Krieg in Syrien: Der Sturm vor der Ruhe
Die USA und Russland haben eine Waffenruhe in Syrien vereinbart – ab Montagabend. Doch zuvor eskaliert der Krieg noch einmal.
Wegen zahlreicher Unwägbarkeiten und ungelöster Detailfragen ist die Skepsis allerdings groß, zumal die Konfliktparteien ihre Kriegshandlungen am Wochenende eskalieren ließen, um noch militärische Geländegewinne zu erringen. In Aleppo kam es nur Stunden nach Bekanntgabe der russisch-amerikanischen Vereinbarung zu heftigen Kämpfen zwischen syrischen Regierungstruppen und Oppositionsmilizen mit mindestens 45 Toten. Die schwersten Luftangriffe am Samstag ereigneten sich in der Stadt Idlib im Nordwesten Syriens.
Aktivisten machten dafür russische Kampfjets verantwortlich. Sie hätten einen Markt bombardiert und dabei mindestens 24 Menschen getötet, viele von ihnen Zivilisten.
Syrische Staatsmedien wiederum berichteten, Rebellen hätten Regierungsviertel in Aleppo beschossen und dabei mindestens einen Menschen getötet. Zudem hätten Kämpfer des „Islamischen Staats“ Geschosse auf ein Viertel in Dair as-Saur gefeuert und dabei neun Menschen getötet. Alle diese Angaben waren nicht unabhängig überprüfbar. Bei einem türkischen Luftangriff auf die grenznahe syrische Stadt Tel al-Haua wurden nach einem Bericht des Fernsehsenders CNN Turk 20 IS-Kämpfer getötet.
Fast 13-stündiger Gesprächsmarathon
Laut der russisch-amerikanischen Vereinbarung, die die Außenminister Sergey Lawrow und John Kerry in der Nacht zum Samstag nach einem fast 13-stündigen Gesprächsmarathon in Genf verkündeten, soll die Waffenruhe am Montag bei Sonnenuntergang – mit Beginn des viertägigen islamischen Opferfestes – in Kraft treten. Danach könnten die humanitären Organisationen der UNO mit der Versorgung von über 600.000 notleidenden Menschen in Aleppo und anderen umkämpften, belagerten oder schwer zugänglichen Städten und Regionen des Landes beginnen.

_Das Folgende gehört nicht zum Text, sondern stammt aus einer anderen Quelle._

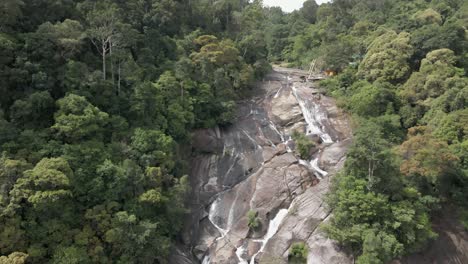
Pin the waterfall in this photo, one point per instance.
(313, 117)
(314, 164)
(272, 229)
(239, 252)
(212, 214)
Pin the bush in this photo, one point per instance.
(298, 253)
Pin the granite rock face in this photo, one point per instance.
(250, 166)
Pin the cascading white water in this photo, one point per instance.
(206, 260)
(313, 117)
(314, 164)
(239, 252)
(272, 229)
(212, 214)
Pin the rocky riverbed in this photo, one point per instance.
(251, 166)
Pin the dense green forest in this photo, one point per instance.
(98, 100)
(402, 74)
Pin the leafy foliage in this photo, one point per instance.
(98, 103)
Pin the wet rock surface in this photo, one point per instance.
(249, 166)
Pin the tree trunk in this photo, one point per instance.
(112, 65)
(104, 61)
(118, 79)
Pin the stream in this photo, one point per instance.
(252, 166)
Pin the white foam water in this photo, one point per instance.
(272, 229)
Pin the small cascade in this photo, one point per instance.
(239, 252)
(272, 229)
(313, 117)
(206, 260)
(314, 165)
(212, 214)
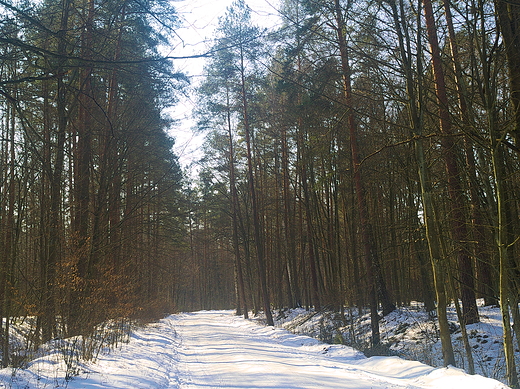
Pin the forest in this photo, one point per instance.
(359, 154)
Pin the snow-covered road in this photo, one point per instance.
(215, 349)
(219, 350)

Sollte die Waffenruhe mindestens sieben Tage halten, wollen die USA und Russland ihre militärischen Angriffe gegen den „Islamischen Staat“ und den syrischen Al-Qaida-Ableger Al-Nusra-Front koordinieren, die von Washington und Moskau als Terrororganisationen eingestuft werden.
Die Vereinbarung zwischen Moskau und Washington umfasst fünf Dokumente, die die Regierungen Putin und Obama allerdings nicht veröffentlichten. Auf einer gemeinsamen Pressekonferenz erklärten Lawrow und Kerry, die von Russland unterstützte syrische Regierung sowie die von den USA unterstützten Oppositionsmilizen hätten der Waffenruhe zugestimmt. Entsprechende Erklärungen gaben die Regierung Assad und das Oppositionsbündnis am Wochenende auch öffentlich ab, allerdings jeweils mit der ausdrücklichen Bedingung, dass sich zunächst die andere Seite an die Vereinbarungen halten müsse.
Lawrow und Kerry äußerten die Hoffnung, dass eine Umsetzung aller von ihnen getroffenen Details zu einer Wiederaufnahme der UNO-Gespräche zwischen der syrischen Regierung und dem Oppositionsbündnis über die politische Zukunft des Landes führen werden. Die im Februar nach einer ersten Waffenruhe in Syrien begonnenen Gespräche waren nach drei ergebnislos verlaufenden Runden und dem Zusammenbruch der Waffenruhe im April ausgesetzt worden.